This is an automatically generated graph containing all pages on my websites, along with the connections calculated using sentence embeddings. If you're interested, you can read the source code.

How is this thing generated?

  1. All of the posts are fed through an embeddings generator, I'm using the Sentence Transformers Python library.
  2. The embeddings are passed to UMAP, a dimensionality reduction algorithm, which takes in multi-dimensional embeddings and projects it down to a 2D representation, which can be drawn as a graph. The projection is done so that the high-level "structure" of the data is preserved.
  3. I'm connecting each post with its top 2 nearest posts (using more clutters up the map).
  4. graphviz renders the graph and outputs it as an SVG file.

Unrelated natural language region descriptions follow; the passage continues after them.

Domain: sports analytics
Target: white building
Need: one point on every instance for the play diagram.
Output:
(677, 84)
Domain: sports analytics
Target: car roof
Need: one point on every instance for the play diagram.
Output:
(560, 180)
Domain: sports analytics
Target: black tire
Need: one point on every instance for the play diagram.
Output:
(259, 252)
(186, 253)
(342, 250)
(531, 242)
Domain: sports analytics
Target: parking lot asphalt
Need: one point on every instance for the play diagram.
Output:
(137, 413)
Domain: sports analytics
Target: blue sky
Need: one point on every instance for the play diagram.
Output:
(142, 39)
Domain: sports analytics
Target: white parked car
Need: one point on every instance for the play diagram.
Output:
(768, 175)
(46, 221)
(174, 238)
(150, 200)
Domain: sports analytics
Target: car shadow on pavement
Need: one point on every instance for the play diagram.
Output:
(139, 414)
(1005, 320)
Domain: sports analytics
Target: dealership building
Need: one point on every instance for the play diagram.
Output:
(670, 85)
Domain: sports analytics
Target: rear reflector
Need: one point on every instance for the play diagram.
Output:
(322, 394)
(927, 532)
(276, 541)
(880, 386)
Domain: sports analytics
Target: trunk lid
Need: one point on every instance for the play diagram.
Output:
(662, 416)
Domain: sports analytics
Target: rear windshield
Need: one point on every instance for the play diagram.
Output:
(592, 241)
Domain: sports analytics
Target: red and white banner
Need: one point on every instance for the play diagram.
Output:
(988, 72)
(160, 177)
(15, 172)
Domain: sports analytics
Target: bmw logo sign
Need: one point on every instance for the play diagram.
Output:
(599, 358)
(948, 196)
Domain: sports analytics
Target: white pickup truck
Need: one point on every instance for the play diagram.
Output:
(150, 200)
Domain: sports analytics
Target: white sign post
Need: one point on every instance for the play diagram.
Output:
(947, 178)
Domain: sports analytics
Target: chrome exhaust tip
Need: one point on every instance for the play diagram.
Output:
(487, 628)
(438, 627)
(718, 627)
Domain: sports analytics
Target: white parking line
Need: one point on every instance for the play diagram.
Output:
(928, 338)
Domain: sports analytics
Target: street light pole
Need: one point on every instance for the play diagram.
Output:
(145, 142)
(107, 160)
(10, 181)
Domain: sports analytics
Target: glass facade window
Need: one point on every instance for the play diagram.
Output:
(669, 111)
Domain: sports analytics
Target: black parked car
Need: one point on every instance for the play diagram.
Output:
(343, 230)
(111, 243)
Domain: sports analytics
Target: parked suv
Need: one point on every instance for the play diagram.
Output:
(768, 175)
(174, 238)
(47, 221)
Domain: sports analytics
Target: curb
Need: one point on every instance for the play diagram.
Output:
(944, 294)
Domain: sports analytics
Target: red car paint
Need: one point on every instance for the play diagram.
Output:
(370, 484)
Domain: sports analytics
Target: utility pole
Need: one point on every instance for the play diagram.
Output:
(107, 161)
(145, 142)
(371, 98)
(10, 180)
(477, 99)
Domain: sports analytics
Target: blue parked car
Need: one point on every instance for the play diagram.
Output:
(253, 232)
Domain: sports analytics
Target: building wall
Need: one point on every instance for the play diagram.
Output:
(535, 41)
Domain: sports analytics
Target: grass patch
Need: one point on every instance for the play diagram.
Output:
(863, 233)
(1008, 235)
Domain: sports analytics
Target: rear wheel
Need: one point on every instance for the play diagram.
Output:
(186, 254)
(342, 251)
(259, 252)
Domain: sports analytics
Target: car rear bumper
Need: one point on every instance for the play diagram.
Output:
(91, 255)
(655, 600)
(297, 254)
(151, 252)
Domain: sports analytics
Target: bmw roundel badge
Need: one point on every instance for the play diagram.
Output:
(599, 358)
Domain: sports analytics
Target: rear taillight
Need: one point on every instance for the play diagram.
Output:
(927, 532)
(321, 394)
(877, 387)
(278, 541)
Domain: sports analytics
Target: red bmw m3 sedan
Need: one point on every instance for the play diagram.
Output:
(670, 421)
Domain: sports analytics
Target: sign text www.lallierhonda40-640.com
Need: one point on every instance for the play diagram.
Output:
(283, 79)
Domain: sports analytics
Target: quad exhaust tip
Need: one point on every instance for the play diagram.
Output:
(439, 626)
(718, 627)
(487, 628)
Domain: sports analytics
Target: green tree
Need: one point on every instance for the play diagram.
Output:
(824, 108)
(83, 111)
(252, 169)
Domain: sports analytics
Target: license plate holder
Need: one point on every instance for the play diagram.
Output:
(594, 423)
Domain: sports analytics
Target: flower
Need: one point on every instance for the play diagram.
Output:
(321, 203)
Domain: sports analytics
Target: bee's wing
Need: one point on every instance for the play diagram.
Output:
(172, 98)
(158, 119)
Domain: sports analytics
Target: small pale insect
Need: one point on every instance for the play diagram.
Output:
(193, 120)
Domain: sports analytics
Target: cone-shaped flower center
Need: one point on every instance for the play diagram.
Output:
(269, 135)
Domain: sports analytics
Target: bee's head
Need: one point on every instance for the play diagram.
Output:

A much better description on Simon Willison's blog.

Future plans

  1. Make this thing look more "map-alike", whatever that might mean.
  2. Experiment with text clusterisation & dimensionality reduction algorithms, such as:
    • tSNE
    • K-means clustering
    • UMAP
    • Latent Dirichlet allocation
    • DBSCAN
  3. Add #tags.
  4. Introduce color-coding and other visual markers, allowing viewers to make sense of the data based on different metrics:
    • Post tags
    • Links to/from other posts
    • Links outside (to the netsphere)
    • Other connections generated by NLP
  5. Check out KagiSearch/vectordb